Yeah, it would have been truly bizarre to charge Hinckley here. Indeed, I’d argue that, as a matter of justice, the shootings of Reagan, Brady, McCarthy, and Delhanty were a single event and should only be tryable once. There’s no theory of case that I can think of that makes them separate acts. (They’d obviously be multiple counts; I’m just saying the state should just get a single bite at the apple.)
Those are fine arguments for a statute of limitations, which we don’t have for murder, but not for this. There may be other good reasons for the “year and a day” rule (there is no way to be certain, with no reasonable doubt, that the death was caused by the injuries, etc), but this isn’t it.
@James Joyner: Certainly the shootings were a single event (per shooting) and Mr. Hinkley was tried for that, and found not guilty by reason of insanity. It would be bizarre to go back now, and retry him for the shooting itself. The intervening years have done nothing to change his mental state many years ago.
Had he been found guilty, though, I don’t think it would be nearly as bizarre to try him again for murder. The only question before the court would be whether the injuries sustained in the shooting actually caused Mr. Brady’s death.
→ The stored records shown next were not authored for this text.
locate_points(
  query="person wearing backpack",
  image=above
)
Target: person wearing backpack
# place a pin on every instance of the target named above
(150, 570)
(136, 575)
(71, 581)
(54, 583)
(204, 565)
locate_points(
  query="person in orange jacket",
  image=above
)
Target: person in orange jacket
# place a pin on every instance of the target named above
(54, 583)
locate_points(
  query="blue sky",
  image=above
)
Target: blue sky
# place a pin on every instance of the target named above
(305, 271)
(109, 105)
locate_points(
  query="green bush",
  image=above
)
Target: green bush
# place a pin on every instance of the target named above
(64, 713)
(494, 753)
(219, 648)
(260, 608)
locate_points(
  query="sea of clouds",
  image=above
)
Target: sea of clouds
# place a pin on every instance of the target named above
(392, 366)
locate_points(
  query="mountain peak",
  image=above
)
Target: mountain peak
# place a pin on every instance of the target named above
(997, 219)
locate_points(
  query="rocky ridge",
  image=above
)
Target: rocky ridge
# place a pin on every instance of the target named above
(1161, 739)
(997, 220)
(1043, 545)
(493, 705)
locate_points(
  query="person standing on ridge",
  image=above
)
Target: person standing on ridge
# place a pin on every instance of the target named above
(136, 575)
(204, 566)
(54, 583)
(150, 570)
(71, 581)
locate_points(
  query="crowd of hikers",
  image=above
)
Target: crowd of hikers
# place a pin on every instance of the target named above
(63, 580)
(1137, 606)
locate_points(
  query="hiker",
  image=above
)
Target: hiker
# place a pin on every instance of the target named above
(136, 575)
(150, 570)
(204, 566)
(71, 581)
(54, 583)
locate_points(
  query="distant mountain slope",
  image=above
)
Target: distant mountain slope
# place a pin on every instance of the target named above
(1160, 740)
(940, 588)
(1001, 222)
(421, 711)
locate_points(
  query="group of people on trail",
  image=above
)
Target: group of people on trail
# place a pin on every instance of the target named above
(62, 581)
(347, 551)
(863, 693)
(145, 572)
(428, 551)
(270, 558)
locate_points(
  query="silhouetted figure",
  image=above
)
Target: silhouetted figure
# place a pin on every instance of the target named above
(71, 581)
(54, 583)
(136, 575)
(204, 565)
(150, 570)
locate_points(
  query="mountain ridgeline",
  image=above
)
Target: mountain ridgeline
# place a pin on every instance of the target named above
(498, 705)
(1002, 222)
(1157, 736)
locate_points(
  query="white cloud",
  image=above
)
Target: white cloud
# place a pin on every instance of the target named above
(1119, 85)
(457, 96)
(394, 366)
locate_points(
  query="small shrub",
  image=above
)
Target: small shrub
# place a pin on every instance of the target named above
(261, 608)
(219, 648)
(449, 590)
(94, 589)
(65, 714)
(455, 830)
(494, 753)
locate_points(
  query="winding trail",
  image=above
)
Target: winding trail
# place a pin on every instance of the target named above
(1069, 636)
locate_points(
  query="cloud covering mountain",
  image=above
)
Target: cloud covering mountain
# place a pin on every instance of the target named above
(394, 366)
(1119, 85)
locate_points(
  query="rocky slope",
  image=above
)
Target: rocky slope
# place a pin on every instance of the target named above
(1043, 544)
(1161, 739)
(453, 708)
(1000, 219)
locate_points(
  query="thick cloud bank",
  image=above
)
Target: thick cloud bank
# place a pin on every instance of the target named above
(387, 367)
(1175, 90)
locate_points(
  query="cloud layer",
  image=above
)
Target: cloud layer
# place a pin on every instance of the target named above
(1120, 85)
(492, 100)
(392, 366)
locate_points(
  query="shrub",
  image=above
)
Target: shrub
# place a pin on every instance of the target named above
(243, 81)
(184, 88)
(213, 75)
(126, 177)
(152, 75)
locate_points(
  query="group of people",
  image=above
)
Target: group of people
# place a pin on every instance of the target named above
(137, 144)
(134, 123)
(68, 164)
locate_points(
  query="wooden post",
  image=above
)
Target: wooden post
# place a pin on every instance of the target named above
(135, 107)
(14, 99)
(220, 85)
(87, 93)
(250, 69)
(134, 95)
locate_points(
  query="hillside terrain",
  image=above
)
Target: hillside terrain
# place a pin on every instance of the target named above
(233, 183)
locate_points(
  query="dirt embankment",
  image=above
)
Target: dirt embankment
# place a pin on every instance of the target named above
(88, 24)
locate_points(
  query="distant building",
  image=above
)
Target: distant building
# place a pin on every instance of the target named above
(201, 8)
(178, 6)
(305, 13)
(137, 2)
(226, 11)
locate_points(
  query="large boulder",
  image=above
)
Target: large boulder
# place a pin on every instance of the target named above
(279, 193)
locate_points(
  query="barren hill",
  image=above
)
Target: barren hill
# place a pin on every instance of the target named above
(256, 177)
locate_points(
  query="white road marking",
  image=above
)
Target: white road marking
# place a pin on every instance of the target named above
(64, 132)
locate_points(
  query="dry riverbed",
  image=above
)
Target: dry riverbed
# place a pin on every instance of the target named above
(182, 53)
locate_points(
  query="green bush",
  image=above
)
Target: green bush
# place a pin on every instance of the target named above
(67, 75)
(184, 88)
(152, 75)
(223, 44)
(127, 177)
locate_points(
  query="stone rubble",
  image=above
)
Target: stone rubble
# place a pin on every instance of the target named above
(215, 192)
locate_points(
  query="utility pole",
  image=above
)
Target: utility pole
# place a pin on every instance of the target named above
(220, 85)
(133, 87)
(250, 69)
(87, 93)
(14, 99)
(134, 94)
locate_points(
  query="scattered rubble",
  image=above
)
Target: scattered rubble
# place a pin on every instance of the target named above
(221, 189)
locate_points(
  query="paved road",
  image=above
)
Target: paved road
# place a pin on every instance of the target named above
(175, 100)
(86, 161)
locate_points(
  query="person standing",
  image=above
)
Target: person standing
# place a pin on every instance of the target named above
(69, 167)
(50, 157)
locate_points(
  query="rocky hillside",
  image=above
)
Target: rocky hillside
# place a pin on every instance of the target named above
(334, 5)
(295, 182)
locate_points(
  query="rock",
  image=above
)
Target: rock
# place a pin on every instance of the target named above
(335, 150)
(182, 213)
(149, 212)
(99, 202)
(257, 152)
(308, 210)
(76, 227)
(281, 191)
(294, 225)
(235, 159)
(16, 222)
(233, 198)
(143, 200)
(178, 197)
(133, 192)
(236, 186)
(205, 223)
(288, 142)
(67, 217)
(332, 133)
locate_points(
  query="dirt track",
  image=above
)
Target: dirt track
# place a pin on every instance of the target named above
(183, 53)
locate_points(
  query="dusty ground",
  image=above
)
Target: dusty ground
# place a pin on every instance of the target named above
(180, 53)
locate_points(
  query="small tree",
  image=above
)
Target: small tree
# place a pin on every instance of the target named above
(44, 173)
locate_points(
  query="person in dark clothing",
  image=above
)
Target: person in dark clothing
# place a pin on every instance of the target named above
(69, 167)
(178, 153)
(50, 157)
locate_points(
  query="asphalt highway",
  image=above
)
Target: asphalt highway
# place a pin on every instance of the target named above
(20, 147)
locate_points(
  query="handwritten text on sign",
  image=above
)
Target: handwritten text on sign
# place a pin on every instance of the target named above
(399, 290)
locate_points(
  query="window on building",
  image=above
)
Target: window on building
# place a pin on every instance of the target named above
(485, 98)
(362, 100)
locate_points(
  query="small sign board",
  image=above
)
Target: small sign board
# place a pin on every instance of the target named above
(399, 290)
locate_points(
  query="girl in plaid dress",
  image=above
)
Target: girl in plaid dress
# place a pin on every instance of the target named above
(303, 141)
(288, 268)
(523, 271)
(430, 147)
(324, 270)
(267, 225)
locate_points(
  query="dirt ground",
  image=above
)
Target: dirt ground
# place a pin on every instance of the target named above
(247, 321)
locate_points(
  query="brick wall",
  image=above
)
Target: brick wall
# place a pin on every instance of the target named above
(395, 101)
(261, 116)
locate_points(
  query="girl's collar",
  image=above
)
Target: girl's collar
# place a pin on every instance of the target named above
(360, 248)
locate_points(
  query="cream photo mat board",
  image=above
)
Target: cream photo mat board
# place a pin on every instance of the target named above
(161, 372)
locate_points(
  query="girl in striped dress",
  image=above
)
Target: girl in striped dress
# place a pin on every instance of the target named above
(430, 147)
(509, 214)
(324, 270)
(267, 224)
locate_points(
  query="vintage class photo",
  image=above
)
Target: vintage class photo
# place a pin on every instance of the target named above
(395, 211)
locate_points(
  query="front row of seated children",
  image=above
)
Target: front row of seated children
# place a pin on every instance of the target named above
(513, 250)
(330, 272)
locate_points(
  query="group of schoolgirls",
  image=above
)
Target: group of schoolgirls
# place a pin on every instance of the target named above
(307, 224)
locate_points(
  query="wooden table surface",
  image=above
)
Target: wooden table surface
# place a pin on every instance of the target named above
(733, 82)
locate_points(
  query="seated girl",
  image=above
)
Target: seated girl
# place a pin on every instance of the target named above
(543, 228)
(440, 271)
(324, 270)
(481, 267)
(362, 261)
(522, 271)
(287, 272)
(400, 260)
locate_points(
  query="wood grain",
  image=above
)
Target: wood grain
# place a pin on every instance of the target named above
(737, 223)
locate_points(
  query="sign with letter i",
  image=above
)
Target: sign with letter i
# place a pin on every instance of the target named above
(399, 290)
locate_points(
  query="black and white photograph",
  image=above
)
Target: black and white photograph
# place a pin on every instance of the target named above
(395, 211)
Everything else has already been settled before the court.
It wouldn’t be another bite at the apple, it would be a bite slightly further up the apple tree (the apple metaphor doesn’t really work here)
And… What a waste of money it would be. There is nothing now that will affect his incarceration in any way.
@Gustopher:
Agreed.
This seems like a pretty straight forward application of the common law “Year and a day” rule.